Launch the Bear Cam
Take a closer look into the secret lives of carnivores.
Day 4: Big Brother Great Bear
The author and photographer Ian McAllister of the group Pacific Wild is about as rugged as a grizzly bear — not to mention as agile.
On this trip, I've watched him slip through the rainforest at ease, covering ground in a stooped walk that avoids the vicious thorns and snags, negotiating slippery logs like a gymnast. Most impressive of all? He never complains about the rain.
Still, his work is not easy. Ian is most interested in the carnivores of the Great Bear Rainforest — and carnivores by nature live secret lives. It makes sense. If you make your living preying on other animals, being cryptic and stealthy is simply prudent policy.

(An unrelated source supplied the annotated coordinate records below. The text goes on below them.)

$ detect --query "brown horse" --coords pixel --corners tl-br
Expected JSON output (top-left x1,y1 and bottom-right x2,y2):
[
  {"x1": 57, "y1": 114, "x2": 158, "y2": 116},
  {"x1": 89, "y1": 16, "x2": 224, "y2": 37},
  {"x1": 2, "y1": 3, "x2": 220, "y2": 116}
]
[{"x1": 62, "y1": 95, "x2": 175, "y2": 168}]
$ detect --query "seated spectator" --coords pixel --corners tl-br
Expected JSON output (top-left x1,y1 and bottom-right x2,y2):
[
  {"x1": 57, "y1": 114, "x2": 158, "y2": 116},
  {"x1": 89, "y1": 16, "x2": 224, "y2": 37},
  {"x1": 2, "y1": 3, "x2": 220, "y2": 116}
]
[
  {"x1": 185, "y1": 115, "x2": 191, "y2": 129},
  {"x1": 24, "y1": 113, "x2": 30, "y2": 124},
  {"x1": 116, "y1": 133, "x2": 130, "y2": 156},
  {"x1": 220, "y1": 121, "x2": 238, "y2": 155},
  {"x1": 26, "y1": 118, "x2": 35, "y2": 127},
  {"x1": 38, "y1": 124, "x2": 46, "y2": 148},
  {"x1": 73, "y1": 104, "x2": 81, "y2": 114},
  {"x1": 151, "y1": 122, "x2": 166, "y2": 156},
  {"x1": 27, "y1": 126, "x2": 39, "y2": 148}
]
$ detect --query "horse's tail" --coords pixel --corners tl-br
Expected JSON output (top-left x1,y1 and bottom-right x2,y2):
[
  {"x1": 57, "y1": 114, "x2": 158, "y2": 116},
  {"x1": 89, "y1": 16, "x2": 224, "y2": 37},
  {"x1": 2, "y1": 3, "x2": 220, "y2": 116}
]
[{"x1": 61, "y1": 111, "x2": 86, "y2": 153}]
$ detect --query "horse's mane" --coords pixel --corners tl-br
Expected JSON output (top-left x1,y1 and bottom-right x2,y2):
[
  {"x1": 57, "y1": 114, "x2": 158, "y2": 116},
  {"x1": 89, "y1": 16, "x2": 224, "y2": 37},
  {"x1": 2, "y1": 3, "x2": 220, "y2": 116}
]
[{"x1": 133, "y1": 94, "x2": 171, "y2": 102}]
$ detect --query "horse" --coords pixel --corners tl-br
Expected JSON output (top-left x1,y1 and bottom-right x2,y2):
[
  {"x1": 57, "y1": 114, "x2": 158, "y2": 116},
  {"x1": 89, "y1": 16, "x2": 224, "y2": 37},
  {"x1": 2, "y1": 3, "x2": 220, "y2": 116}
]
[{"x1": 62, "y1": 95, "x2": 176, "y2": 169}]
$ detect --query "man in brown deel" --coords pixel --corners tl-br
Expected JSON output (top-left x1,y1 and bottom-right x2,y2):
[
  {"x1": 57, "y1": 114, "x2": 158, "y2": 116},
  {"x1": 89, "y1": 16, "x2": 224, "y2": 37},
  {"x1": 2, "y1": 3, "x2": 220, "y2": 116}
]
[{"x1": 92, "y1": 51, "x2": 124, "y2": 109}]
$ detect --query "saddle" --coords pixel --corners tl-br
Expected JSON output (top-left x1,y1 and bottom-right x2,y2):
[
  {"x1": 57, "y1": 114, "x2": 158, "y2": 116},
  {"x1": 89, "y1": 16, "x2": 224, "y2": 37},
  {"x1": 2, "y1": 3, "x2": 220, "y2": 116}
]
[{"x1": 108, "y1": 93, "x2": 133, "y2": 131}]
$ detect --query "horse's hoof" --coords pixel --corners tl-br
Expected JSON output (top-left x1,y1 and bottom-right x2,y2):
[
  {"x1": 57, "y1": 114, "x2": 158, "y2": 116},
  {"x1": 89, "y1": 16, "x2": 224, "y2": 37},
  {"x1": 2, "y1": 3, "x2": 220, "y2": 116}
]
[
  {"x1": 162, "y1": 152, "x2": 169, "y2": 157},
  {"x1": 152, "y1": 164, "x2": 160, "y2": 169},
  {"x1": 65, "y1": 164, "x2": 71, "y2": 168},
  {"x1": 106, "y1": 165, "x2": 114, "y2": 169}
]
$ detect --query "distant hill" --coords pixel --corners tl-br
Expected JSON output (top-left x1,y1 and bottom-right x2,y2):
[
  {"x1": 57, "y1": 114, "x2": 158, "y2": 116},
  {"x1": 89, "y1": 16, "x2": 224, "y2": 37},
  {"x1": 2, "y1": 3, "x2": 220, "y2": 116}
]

An 800-pound grizzly bear can melt into a thicket of alders, crab apple and sedge as easily as a mouse can dart into a woodpile. Which makes finding them and studying them an intractable challenge.
The Old Way to Watch a Bear
Scientists normally deal with this challenge by exposing a few individual animals to long hours of human presence and then by relentlessly following those acclimatized few. This approach is often the most expensive and time-consuming part of any field carnivore research program.
With enough time, a fragmented picture emerges of key behaviors and population structure that could give you a useful picture of what the conservation challenges are.
Still, this way is less than ideal. For one, it's expensive and logistically challenging to place human observers in close proximity with secretive wildlife. Second, our presence no doubt alters behavior.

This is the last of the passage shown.